Ricardo Baeza-Yates, Peter Mika and Hugo Zaragoza from Yahoo! Research wrote a really insightful, meaningful and down to earth article called “Search, Web 2.0, and the semantic web”. It is a response to all of the buzz around those topics. If anyone can give a straight answer on these topics, it’s these guys.
The semantic web has succeeded in “…a variety of well defined expert domains, where the power of semantics has been successfully exploited in interconnecting heterogeneous data sources and finding new insights through reasoning”
There are a good number of forward thinking resources like Twine and Freebase for example that are used and have been successful. I think that a lot of the web community are quick to put down the semantic web without really having investigated the current developments. The semantic web is definitely in its infancy, let’s not pronounce it dead at birth.
They go on to explain why search is so fundamental to the web, and clearly as most of us know, there wouldn’t be a working web without search engines. They retrieve relevant data based on data and also query logs, links and other patterns. They go on to explain that the semantic web is all about making data more adapted to machine processing.
As they say, web 2.0 has allowed for users to generate a whole lot more data in a really easy way, so the amount of it available is staggering. Search engines need to exploit web 2.0 improvements “…this would let search engines move away from document retrieval to directly addressing the anomalous state of knowledge that triggered the user’s action.”
They talk about how the semantic web changes search, for example crawlers directly capturing data from RDF-like formats. This means that search engines can display and present data to the user. They believe more site owners will make their data available in this format; “We believe that ultimately authors will be motivated to adopt these technologies to make it easier for users to find and use their resources.”
One thing we often come across is how to get people motivated to tag things up. Blog owners are doing it, and Del.icio.us users for example. The authors reckon that given the right incentives, users are willing to do this more and more. It’s important in the making of the semantic web.
“If there’s any sense in talking about the Web that will come after Web 2.0, we believe that it will integrate and use all the experience that can be captured from both traditional content (Web 1.0) and user-generated content and meta data (Web 2.0), as well as data about this content’s usage.” Please stop saying there’s no such thing as web 3.0. Call it what you will, there is an “after web 2.0″.
Reasons they give for the semantic web being slow in development:
1 – “realizing the Semantic Web would require solving extraordinarily difficult problems in the areas of knowledge representation, natural language understanding, and semantics—problems that have been recognized and studied for years in IR and other fields, with partial success.”
2 – “The Web is for all intents and purposes infinite, with wide use of dynamic page generation. At the same time, users are becoming more impatient.” – this means it also has to be super fast.

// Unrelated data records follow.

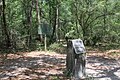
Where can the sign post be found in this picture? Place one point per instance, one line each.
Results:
(44, 30)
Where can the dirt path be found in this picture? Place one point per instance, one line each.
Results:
(50, 66)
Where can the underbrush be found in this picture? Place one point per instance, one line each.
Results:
(57, 47)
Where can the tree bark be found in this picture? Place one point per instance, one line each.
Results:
(5, 26)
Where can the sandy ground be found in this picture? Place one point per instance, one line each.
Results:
(40, 65)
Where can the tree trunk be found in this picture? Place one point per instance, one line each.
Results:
(5, 26)
(38, 18)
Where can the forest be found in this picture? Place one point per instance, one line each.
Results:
(44, 25)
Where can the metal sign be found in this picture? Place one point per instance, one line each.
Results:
(44, 29)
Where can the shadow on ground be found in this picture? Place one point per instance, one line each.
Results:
(101, 68)
(41, 67)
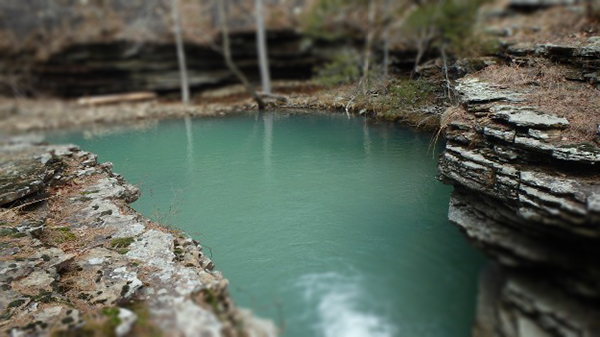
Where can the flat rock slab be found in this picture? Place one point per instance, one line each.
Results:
(528, 117)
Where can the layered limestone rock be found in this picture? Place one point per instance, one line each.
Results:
(76, 259)
(530, 199)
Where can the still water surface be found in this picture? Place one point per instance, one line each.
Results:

3 – There’s a divide in the research arena:
“IR research is strongly driven by a problem, whereas Semantic Web research is driven by a solution. Metaphorically speaking, Semantic Web researchers are like the hobbyist toolsmith who has the idea for the perfect tool and presents compromises on the design. However, IR, as a customer, is interested in buying a hammer that might not be perfect but can drive nails quickly and precisely.”
I love that particular quote and that analogy, it’s exactly right.
They go on to explain how the notion of “relevance” is changing as well, meaning that we’re no longer looking for the same things as we were 10 years ago for example. Nowadays we are also looking at user intent and behavioural variables which weren’t included before. As they point out, as the technology advances and as we have a need for new, better tools, IR and the semantic web will meet.
Why should you care?
The semantic web is not dead, it is quite healthy and developing. Eventually it will be a strong feature in information retrieval and also on the web at large. It’s important to keep on top of developments and start finding out more about how it can be integrated in websites and how it can benefit them. As the authors say, if it’s going to help the search engines find your site more easily, I reckon every SEO will eventually be frantically optimising for it!